Even with temperatures well above freezing, there was enough ice for the U.S. bobsled, skeleton and luge teams to start training Monday on their home track on Mount Van Hoevenberg.
Luge Olympian Tucker West took the first official run, with the air temperature around 50 degrees. Forecasts call for highs to reach the 70s in the Adirondack Mountains on Tuesday, though temperatures are expected to return to much more seasonable levels later in the week, with some snow showers possible by the weekend.
“Like usual, we are at the mercy of upstate New York weather,” said Erin Hamlin, the 2014 Olympic women’s luge bronze medalist and 2009 world champion. “It’s always nice to be in familiar territory for a bit.”
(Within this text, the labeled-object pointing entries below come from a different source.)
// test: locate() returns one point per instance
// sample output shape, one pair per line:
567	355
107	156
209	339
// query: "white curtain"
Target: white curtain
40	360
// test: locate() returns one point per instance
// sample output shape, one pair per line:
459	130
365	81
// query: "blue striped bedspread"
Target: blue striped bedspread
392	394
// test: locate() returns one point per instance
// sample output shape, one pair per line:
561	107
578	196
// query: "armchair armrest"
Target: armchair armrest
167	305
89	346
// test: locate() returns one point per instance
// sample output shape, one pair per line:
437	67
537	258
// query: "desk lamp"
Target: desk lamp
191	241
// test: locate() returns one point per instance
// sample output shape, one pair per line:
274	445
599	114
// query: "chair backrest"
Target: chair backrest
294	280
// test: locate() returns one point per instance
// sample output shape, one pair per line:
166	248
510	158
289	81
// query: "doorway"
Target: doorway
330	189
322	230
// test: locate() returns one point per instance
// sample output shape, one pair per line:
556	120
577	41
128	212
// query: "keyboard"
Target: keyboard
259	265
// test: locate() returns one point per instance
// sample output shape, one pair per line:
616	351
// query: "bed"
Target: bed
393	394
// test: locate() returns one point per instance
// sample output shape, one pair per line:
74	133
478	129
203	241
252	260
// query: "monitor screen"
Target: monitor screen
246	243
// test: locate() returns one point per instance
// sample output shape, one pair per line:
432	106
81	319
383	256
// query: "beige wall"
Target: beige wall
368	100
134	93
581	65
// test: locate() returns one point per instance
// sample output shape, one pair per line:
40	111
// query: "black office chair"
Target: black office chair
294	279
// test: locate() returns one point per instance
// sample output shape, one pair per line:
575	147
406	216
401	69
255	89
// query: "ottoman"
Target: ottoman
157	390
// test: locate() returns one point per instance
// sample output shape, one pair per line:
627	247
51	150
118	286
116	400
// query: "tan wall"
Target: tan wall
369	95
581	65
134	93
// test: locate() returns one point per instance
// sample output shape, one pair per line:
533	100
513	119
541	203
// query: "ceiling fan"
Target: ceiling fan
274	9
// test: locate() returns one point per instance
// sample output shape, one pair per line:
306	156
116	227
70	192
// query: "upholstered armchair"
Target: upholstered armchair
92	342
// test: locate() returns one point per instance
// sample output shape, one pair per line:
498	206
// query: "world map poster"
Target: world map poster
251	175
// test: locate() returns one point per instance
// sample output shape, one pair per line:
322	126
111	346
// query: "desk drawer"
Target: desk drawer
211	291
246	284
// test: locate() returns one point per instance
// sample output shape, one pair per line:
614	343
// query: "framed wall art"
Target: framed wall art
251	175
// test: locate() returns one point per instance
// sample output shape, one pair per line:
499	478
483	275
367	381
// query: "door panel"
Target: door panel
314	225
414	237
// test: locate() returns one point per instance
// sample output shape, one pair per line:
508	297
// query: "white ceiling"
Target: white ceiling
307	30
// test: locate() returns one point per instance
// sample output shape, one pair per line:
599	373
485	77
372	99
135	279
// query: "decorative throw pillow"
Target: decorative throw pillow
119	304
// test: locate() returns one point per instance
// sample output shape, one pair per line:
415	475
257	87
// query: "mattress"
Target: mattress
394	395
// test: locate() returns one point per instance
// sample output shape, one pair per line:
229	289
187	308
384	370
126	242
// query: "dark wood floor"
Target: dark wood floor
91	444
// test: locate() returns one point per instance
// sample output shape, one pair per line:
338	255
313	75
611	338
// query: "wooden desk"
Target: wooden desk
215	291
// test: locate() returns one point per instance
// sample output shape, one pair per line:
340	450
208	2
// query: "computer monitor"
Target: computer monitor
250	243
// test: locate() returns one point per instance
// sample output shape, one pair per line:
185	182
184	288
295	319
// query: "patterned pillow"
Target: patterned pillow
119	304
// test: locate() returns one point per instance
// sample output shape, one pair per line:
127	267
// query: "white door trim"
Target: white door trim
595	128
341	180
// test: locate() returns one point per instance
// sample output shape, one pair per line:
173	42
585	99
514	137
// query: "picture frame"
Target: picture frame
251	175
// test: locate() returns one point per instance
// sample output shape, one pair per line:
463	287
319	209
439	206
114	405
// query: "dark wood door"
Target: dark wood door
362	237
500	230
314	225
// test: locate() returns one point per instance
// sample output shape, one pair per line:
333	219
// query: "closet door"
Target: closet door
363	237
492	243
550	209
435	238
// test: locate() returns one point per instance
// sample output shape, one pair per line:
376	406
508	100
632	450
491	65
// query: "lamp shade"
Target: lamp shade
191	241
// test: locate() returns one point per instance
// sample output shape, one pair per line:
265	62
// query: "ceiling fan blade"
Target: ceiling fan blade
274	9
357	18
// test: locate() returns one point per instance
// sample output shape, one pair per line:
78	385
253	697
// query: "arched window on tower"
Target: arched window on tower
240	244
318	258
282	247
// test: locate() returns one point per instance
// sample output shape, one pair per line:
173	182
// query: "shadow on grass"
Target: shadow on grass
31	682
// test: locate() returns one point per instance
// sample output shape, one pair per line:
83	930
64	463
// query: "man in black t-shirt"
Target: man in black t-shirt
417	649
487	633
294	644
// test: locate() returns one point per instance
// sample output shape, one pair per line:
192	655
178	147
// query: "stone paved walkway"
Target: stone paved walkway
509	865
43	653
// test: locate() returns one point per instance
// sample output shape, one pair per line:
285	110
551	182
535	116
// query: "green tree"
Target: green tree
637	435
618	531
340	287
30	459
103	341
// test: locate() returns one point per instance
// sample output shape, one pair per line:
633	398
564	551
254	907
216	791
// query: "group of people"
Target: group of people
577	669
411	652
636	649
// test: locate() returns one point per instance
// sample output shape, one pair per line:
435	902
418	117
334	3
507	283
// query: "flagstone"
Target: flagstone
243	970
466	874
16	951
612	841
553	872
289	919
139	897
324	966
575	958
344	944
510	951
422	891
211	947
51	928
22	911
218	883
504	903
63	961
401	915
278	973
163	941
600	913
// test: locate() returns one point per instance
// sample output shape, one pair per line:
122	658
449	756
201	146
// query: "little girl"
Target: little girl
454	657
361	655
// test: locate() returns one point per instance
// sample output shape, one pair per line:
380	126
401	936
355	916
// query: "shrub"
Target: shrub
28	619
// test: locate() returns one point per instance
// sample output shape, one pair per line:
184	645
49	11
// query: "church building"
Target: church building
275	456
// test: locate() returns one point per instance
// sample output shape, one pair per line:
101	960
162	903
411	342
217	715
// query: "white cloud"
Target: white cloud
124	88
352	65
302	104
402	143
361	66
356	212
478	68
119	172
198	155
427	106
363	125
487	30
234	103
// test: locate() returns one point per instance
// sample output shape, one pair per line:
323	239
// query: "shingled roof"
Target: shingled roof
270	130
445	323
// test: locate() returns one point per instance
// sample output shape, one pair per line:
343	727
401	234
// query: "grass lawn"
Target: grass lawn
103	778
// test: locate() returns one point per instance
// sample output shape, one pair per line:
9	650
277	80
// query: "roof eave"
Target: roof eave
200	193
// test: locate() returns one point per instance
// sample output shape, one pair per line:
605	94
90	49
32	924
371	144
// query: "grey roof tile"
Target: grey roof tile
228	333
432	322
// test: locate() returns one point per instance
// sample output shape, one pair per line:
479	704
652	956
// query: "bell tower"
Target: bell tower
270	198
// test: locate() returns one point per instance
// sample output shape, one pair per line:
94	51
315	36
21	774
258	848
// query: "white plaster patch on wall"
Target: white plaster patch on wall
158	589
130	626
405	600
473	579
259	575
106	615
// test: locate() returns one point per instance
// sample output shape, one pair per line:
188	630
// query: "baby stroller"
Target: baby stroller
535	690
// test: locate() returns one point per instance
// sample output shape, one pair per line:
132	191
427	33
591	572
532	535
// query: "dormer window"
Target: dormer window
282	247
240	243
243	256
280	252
The World Cup sliding seasons are still more than a month away, but it’s a critical time for all three of the U.S. teams. Bobsled and skeleton national team trials are scheduled to start Saturday, and luge’s national championships are set to begin Oct. 28.
The track is refrigerated, meaning ice can be maintained when air temperatures are well over freezing.
“Everyone is really excited like the first day of every season,” said U.S. women’s skeleton racer Annie O’Shea, who was fourth in the World Cup standings last season. “The track is in really great condition. We really weren’t sure we would be able to slide today because it’s so warm, but of course (track manager) Tony Carlino and his crew got everything ready. We couldn’t be happier to be out here again for the start of a new year.”
Warmer air means softer ice, and softer ice means slower times. But for sliders, it was just good to be back at work.
“We had some pretty decent times,” U.S. bobsled veteran Steven Holcomb said. “It feels good to be back on ice. Summer is tough because you can’t do any bobsledding — it’s just weightlifting and sprinting and training and getting ready for bobsled season.”